I had a very supportive team (thank you again, those who are reading this), and fun preparing daily updates on social media.
Lessons learned: I bought too many posters; and I really need to decide what if anything I’m doing about Twitter.
The second piece of news is that due to some publishing negotiation behind the scenes, the books are becoming more widely obtainable. Since WDNKC was first published in 2016, they’ve only been obtainable via Amazon, or (with some difficulty) via the author, or a few other outlets; not the most familiar non-Amazon sources. It’s something technical to do with ISBN numbers. My publisher has been at work on this problem, which affects her own books too, of course, and I am happy to say the Tales from Ragaris are now orderable from Waterstones and Blackwell’s, and I’m told, from libraries. WH Smith hopefully soon.
This doesn’t of course mean that they’ll be on the shelves when the shops reopen, as even big shops have limited shelf space and only stock what they’re sure will sell. But it’s progress.
Those who like the books, please keep recommending them to any person and in any format you can!
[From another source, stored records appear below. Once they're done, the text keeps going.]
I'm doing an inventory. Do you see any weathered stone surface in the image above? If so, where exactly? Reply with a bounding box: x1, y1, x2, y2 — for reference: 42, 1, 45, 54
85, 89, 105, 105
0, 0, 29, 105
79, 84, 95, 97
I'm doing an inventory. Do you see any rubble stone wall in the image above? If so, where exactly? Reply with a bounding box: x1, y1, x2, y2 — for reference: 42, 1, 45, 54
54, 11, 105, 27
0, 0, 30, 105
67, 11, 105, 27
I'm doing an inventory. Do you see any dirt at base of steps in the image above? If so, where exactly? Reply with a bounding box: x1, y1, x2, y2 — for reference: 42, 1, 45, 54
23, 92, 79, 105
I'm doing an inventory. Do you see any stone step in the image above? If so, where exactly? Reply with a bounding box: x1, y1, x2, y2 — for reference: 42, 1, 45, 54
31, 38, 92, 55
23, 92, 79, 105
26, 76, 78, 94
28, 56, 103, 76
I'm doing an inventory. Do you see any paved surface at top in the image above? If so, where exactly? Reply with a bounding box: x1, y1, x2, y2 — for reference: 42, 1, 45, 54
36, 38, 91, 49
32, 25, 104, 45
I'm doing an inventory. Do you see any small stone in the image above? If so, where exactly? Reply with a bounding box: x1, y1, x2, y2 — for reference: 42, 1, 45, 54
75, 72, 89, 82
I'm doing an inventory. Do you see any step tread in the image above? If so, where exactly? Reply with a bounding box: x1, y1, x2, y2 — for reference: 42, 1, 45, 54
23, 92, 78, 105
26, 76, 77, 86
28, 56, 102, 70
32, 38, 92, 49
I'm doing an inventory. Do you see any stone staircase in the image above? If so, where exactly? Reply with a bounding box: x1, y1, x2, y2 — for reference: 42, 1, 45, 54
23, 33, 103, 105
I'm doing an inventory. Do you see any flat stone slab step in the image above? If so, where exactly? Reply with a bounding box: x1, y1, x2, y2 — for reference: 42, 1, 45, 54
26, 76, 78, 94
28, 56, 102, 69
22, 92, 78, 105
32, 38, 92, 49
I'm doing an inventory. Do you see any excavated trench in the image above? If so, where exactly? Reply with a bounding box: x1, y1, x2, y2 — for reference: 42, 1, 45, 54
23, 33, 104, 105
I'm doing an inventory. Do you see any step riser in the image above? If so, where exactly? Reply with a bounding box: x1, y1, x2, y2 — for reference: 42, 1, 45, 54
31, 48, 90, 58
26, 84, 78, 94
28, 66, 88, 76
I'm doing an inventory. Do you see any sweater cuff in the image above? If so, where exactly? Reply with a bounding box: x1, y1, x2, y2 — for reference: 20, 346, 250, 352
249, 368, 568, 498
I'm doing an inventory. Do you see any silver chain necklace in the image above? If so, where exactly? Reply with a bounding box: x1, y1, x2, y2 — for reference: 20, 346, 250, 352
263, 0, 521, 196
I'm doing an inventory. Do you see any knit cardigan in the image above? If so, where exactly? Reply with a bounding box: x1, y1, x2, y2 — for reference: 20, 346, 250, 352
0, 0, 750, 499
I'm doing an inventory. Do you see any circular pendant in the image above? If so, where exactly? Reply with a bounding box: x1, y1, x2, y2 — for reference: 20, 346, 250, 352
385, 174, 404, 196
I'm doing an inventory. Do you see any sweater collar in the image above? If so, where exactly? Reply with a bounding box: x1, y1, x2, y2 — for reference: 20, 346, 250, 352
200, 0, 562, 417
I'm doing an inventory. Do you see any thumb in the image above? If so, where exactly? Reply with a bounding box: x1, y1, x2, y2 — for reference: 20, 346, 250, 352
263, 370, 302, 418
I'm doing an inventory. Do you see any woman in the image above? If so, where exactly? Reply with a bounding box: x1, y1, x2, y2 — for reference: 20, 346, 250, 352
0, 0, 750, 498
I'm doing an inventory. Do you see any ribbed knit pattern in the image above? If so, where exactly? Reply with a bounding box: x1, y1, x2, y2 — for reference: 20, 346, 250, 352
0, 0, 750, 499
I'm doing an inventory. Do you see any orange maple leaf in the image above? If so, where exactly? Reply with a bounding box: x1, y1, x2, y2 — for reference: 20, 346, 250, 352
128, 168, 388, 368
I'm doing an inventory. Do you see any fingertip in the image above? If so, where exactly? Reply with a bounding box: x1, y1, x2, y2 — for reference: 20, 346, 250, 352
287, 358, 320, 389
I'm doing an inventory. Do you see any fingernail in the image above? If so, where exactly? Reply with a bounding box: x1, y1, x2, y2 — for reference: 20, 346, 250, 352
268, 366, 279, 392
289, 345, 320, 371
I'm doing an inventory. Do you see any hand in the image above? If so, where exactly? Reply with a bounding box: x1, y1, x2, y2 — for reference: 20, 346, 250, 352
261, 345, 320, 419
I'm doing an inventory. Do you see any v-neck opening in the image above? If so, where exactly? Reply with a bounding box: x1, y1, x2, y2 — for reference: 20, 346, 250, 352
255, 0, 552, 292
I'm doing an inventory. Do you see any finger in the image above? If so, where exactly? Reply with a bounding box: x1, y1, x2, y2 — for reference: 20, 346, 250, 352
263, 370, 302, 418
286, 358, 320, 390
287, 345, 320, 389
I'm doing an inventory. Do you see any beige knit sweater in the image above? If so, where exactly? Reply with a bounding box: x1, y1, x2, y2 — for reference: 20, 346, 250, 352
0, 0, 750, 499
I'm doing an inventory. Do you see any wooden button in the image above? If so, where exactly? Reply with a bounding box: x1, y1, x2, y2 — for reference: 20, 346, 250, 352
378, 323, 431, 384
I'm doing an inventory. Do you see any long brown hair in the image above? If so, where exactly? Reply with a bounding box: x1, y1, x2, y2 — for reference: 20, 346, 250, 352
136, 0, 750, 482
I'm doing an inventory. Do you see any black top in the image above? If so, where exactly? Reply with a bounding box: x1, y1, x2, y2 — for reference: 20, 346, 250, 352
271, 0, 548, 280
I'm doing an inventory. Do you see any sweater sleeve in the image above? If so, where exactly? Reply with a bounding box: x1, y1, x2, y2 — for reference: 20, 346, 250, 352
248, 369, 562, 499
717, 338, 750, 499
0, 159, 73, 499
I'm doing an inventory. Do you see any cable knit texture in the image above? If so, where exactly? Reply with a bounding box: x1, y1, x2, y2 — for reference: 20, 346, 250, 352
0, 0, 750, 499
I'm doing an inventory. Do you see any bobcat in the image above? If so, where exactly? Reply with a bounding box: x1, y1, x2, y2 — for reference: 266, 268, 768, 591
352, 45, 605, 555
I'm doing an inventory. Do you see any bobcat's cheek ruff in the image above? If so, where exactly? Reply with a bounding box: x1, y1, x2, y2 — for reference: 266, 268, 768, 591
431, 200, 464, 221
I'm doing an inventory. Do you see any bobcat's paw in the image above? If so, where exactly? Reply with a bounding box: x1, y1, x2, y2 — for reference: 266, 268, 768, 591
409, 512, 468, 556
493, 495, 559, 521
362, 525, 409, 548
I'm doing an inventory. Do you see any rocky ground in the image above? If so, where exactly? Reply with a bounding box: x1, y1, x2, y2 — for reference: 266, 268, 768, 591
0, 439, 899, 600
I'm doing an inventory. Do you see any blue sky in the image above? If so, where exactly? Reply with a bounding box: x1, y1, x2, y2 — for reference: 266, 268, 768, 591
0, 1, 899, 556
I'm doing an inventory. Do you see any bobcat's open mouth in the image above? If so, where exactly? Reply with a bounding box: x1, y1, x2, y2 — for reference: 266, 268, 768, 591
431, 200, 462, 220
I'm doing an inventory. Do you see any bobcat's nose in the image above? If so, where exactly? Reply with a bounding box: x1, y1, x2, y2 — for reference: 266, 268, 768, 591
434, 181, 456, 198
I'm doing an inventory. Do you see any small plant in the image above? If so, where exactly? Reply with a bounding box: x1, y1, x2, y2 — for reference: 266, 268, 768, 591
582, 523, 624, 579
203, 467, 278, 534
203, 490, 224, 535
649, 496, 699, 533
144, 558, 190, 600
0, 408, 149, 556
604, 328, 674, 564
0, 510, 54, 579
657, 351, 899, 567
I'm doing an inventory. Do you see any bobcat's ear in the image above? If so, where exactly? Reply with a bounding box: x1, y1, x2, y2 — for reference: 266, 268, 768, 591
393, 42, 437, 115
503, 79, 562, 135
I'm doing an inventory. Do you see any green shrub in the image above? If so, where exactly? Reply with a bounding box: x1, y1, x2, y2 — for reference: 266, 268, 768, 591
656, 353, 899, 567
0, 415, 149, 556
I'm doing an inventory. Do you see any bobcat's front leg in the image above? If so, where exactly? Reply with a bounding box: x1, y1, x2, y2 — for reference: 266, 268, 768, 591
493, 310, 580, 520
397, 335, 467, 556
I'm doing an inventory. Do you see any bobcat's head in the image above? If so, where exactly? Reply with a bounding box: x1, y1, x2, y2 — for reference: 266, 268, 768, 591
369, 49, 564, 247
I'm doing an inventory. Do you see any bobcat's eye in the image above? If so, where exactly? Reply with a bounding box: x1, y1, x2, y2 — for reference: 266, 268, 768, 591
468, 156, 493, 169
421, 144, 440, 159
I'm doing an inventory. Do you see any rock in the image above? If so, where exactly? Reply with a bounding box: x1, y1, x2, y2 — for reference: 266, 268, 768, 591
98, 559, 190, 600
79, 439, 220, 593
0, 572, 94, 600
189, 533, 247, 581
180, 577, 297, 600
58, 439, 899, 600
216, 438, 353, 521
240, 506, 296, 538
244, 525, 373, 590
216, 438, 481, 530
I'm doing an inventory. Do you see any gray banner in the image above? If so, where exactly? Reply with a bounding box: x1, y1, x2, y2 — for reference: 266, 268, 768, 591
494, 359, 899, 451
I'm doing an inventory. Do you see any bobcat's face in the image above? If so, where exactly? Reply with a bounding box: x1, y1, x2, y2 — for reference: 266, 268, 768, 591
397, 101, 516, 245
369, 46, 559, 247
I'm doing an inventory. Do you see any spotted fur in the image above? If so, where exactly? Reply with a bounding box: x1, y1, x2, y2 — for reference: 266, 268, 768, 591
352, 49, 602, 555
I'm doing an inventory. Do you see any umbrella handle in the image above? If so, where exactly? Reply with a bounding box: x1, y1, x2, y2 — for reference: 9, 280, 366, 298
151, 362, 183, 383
A few people have been encouraging me by telling them the books repay rereading, which is lovely to know.
Meanwhile, a few folk are understandably pestering me about book 4, one going so far as to accuse me of having nothing else to do in lockdown…
I think there’s been a bit of writer’s blog with book 4, but I also think I’m coming out of it. I’m feeling more positive and enthusiastic. But it’s still going to be a while, I fear.
All my published books so far have featured murder, but this one is the first that is following the immediate criminal investigation in minute detail. (How minute should this be?)
I’ve read so many whodunnits by Agatha Christie, Ruth Rendell, etc; I hadn’t realised how difficult this is. Detective A interviews Suspect B. Meanwhile, what are Suspects C, D and E have nothing to do but sit around worrying, plotting, arguing. What do they think of the murder? In what order should their revelations be revealed or false trails be laid?
And how many times can A ask “What were you doing last night?” and be told “Nothing” without the reader throwing the book down in frustration, even if some of these replies are probably lies?
Some of you may remember that this story started out with unplanned pregnancy, story-telling and Falli’s combined national eisteddfod/athletics championship… These things also have to be fitted in. Then, as with all the books, there’s the implications of it all for the government and foreign relations of the nation of Falli. Book also needs a title…
Anyway, the next time I read a police procedural story, I’ll feel a lot more respect for the juggling author.
You don’t have to sympathise… all authors have similar issues, I’m sure, but that’s the current position. Incidentally, I’m going back to work next week.
Love from the PPI Blogger
PS I’ve posted my letter to Richard Sharp, about to become Chairman of the BBC. I’ll let you know if he replies!